En este artículo explicamos de forma práctica cómo detectar daños en estanterías, clasificarlos correctamente y repararlos conforme a la normativa. El foco está en la DIN EN 15635, las directrices DGUV y las obligaciones derivadas de la BetrSichV y la TRBS. Además, incluimos pasos claros para elegir la medida adecuada, criterios para decidir entre reparación o sustitución y una checklist realmente útil para la próxima inspección de estanterías.
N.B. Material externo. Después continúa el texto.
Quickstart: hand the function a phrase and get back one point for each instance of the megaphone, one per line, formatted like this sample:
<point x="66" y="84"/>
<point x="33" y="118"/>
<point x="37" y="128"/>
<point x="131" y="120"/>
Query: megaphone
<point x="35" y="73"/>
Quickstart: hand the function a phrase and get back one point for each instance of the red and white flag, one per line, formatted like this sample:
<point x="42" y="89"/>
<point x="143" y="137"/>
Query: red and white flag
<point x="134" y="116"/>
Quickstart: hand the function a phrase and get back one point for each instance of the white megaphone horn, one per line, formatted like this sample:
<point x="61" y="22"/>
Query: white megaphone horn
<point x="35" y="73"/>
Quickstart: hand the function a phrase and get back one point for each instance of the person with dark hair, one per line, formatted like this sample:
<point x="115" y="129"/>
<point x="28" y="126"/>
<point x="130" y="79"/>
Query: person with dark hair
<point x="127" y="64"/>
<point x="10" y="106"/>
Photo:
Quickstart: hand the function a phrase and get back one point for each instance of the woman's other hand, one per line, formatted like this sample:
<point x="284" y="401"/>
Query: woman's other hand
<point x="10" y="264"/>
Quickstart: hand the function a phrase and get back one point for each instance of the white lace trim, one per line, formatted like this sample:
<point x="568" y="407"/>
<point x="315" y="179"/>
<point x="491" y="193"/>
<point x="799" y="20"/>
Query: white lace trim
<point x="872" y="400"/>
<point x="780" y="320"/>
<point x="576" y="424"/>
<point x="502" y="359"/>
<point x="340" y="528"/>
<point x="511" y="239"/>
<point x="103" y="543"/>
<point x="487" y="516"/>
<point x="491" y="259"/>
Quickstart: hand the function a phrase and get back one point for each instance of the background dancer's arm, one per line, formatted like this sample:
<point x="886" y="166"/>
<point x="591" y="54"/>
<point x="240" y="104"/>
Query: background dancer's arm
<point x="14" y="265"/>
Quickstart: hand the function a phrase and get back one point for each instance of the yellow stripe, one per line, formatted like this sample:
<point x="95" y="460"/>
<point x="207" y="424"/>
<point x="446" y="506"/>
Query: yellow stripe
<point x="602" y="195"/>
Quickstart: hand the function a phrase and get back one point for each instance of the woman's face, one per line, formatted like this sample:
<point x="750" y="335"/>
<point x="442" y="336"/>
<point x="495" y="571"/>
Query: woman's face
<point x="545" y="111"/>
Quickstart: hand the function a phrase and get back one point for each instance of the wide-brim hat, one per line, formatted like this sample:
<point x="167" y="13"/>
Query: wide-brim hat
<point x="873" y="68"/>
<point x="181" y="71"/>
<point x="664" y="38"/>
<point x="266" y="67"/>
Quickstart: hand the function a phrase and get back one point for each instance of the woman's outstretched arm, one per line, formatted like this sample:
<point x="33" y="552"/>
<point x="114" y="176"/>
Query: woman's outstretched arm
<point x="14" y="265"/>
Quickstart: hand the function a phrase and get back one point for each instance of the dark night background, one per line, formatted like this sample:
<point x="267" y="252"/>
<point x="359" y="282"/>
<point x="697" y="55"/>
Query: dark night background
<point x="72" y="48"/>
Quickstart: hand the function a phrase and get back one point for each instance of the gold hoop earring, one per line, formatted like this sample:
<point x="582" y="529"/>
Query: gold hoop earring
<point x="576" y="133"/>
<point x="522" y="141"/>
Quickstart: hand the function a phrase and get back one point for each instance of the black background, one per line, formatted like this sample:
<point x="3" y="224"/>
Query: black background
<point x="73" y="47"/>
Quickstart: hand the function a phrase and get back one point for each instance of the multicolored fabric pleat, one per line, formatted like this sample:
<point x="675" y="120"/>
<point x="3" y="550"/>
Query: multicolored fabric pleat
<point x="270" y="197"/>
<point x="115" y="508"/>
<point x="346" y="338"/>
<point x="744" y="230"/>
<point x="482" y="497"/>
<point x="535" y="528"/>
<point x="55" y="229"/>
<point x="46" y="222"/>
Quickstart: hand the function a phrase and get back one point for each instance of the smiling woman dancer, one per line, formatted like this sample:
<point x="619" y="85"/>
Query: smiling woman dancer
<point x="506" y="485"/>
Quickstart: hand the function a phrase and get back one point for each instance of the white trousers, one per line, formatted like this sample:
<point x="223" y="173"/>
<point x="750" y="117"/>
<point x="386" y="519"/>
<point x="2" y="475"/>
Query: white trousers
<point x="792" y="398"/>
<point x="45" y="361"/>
Normativa para estanterías de almacén: DIN EN 15635, DGUV y BetrSichV
Las estanterías de almacén son equipos de trabajo y deben utilizarse de forma que la seguridad y la capacidad de carga queden garantizadas de manera permanente. La referencia principal es la DIN EN 15635. Esta norma describe cómo deben supervisarse las instalaciones de estanterías durante el funcionamiento, cómo se evalúan los daños y qué medidas deben adoptarse en cada caso. Como complemento, la DGUV Information 208 043 aporta indicaciones sobre la seguridad de las estanterías y la DGUV 208 061 ofrece pautas concretas sobre equipamiento de almacén y medidas de protección. Como marco legal también se aplican la Betriebssicherheitsverordnung (BetrSichV) y la TRBS 1203, especialmente en lo relativo a cualificación y responsabilidades en las inspecciones.
En la práctica esto significa una cosa: los daños no deben valorarse “a ojo”. Hace falta un procedimiento fijo, responsabilidades claras y una documentación ordenada. Precisamente así se cumplen los requisitos de inspección y, al mismo tiempo, se evitan paradas innecesarias y costes de sustitución evitables.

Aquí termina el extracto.